Revitalisasi Manajemen Haji




    Oleh Akhir Matua Harahap
    Penyelenggaran haji Indonesia hingga kini masih menyisakan masalah-masalah yang tetap ditagih masyarakat untuk diselesaikan. Banyak pihak menyesalkan masih belum tuntasnya permasalahan haji. Beberapa masalah yang tetap perhatian masyarakat soal seputar pembatalan keberangkatan, ketidaknyamanan kedatangan di Arab Saudi dan perihal akomodasi (penginapan dan makanan). Sejumlah media cetak dan elektronik tanpa jemu memberitakan masih buruknya penyelenggaraan haji Indonesia. Sementara itu sejumlah pengamat maupun editorial mengusulkan perlunya evaluasi terhadap sistem penyelenggaraan haji yang ada selama ini. Sedangkan dari kalangan praktisi perjalanan haji menyadari betul penyelenggaraan haji Indonesia selama ini belum sepenuhnya memadai.
    Bagaimana bisa terjadi persoalan ini terus berulang. Bukankah penyelenggaraan haji di Indonesia sudah berlangsung begitu lama. Lantas dengan adanya kenyataan seperti itu, bagaimana kita seharusnya  menyikapi semua permasalahan yang ada itu. Apakah kita membiarkan setiap persoalan dengan persoalan berikutnya berlalu begitu saja? Kalau tidak, langkah-langkah apa yang seyogianya diambil ke depan agar penyelenggaran haji berlangsung sebagaimana harapan masyarakat. Rasa keprihatinan kita terus meningkat dari waktu ke waktu ketika musim haji datang, apalagi membaca berita dan mendengar kabar dari para calon jamaah yang batal diberangkatkan.
    Sudah waktunya segala persoalan yang menyangkut penyelenggaraan haji  ini diselesaikan secara tuntas. Karena itu kita perlu memikirkan bagaimana mencapai hasil yang memuaskan semua pihak, lebih-lebih bagi yang ingin mendapatkan haji yang mabrur. Juga yang tidak kalah penting adalah bagaimana upaya kita secara bersama-sama dalam meningkatkan angka partisipasi haji di Indonsia. Apakah dapat kita mengupayakan angka partisipasi tersebut selalu meningkat dari tahun ke tahun dengan jumlah pembatalan sama dengan nol?
    Manajemen haji
    Dari rangkaian permasalahan, ulasan dan usulan dari berbagai kalangan yang penyelenggaraan haji selama ini jelas mengisyaratkan sudah saatnya merevitalisasi manajemen haji. Pada prinsipnya, haji sebagai rukun Islam yang pada tingkat individu wajib ditunaikan maka sebenarnya juga dituntut kewajiban negara untuk membuat penyelenggaraan yang baik. Hal ini mengingat permasalahan haji sangat khusus dibandingkan dengan rukun-rukun yang lain. Keterlibatan negara dalam penyelenggaraan haji tidak bisa dipisahkan dengan ummatnya karena orang pergi haji tidak semudah orang pergi solat berjamaah ke mesjid-mesjid. Haji Indonesia datang dari tempat yang paling jauh di dunia dengan jumlah yang sangat besar.

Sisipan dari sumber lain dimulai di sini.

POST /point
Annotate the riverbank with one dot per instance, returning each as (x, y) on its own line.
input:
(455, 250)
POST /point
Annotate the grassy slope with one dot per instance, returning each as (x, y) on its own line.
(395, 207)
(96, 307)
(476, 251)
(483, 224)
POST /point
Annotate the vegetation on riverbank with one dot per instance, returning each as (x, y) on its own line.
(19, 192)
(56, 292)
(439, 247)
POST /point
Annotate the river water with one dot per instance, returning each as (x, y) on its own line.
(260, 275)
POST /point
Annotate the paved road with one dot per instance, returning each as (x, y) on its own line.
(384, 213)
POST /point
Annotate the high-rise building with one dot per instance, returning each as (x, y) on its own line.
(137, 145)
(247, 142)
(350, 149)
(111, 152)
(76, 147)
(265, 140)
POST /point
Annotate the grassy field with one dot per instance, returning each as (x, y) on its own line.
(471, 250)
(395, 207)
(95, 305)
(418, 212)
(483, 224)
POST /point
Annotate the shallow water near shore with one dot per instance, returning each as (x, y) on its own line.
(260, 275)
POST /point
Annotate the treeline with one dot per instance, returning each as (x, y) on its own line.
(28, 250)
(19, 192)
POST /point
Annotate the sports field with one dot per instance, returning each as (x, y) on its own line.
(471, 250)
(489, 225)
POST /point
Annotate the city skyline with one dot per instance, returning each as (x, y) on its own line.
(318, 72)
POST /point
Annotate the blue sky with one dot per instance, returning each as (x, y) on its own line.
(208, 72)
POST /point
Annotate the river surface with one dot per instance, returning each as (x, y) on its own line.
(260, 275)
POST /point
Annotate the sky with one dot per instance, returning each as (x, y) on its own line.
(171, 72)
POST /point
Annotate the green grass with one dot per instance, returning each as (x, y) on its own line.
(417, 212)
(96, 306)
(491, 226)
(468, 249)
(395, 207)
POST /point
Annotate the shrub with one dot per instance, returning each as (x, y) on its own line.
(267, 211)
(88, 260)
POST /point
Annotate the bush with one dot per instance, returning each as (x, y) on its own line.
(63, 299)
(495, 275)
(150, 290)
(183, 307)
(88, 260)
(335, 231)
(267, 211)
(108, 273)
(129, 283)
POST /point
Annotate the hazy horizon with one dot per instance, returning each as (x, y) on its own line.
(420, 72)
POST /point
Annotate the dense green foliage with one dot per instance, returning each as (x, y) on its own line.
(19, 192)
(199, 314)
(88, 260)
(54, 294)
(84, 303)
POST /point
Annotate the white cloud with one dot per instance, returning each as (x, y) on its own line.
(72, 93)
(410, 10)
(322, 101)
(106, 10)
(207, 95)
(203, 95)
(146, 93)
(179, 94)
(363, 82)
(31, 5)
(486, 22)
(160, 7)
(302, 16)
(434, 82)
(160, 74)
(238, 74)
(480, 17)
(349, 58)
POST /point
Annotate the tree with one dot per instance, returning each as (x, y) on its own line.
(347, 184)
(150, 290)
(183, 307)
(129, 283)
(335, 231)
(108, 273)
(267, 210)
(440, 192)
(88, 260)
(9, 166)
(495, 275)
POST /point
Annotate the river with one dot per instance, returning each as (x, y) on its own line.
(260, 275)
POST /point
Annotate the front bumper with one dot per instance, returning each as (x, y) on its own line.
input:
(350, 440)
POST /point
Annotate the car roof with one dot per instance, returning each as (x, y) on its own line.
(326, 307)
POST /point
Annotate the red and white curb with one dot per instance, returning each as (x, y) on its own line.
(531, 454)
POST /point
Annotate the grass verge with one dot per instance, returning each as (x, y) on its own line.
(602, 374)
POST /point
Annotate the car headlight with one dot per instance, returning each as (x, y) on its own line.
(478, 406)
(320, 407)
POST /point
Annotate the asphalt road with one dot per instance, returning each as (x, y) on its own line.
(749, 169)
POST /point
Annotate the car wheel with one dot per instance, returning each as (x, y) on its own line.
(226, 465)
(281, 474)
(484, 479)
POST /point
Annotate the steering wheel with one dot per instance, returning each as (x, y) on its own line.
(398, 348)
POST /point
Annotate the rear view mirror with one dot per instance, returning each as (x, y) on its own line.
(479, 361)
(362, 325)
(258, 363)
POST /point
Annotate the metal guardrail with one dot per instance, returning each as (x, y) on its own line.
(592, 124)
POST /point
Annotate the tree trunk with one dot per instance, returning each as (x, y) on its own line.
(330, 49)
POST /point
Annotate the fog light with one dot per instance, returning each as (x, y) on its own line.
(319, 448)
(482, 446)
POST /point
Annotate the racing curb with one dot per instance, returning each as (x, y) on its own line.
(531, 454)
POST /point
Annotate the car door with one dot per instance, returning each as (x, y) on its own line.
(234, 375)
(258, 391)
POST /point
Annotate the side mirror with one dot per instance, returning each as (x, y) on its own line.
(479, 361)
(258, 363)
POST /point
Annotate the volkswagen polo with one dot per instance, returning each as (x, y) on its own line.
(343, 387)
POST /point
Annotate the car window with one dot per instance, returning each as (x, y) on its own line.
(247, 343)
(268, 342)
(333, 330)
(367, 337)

    Dalam penyelenggaraan haji sendiri, peranan negara tidak hanya dipandang sebagai upaya sekadar memberangkatkan ke tanah suci dan memulangkannya ke tanah air dengan aman dan selamat tetapi juga bagaimana membinanya agar angka partisipasi dari waktu ke waktu semakin meningkat. Dengan tetap adanya pembatalan yang bahkan sampai saat ini di satu segi mengindikasikan gagalnya manajemen haji kita. Di segi lain angka pembatalan yang masing besar juga mencerminkan kurang terkoordinasinya pelaku-pelaku perjalan haji di tingkat bawah oleh komando Kementerian Agama. Pembiaraan permasalahan ini seakan terus dibenturkan dengan jumlah potensi jumlah calon jamaah yang besar mengingat perjalanan haji ini wajib bagi muslim lebih-lebih Indonesia merupakan penduduk muslim terbesar didunia. Karenanya, peran negara dalam hal ini harus didorong baik dalam peningkatan kualitas penyelenggaraan maupun kuantitas jumlah yang dapat diberangkatkan dari tahun ke tahun.
    Memang dimensi kebajikan negara pada ummatnya bisa berbeda-beda antar negara, karena masing-masing negara memiliki karakteristik yang dihadapinya. Ciri utama yang berkaitan dengan penyelenggaraan haji Indonesia khususnya  adalah jauhnya tempat tujuan yang ingin didatangi dan jumlah penduduk muslim yang luar biasa banyaknya. Kombinasi dua ciri tadi mengakibatkan permasalahan yang kita hadapi menjadi unik dan sangat  berbeda dibanding dengan negara-negara mayoritas muslim lainnya. Oleh karenanya, dengan kondisi dan kenyataan seperti ini seharusnya pula menjadi titik pangkal yang paling mendasar yang selalu dikaitkan dengan setiap penyelenggaraan haji. Dengan demikian, mau tak mau kita membutuhkan manajemen haji yang handal dan efektif. Sebab tanpa itu, benang kusut permasalahan penyelenggaraan haji selama ini tak akan ada selesai-selesainya, apalagi norma untuk mencapai angka partisipasi haji yang tinggi.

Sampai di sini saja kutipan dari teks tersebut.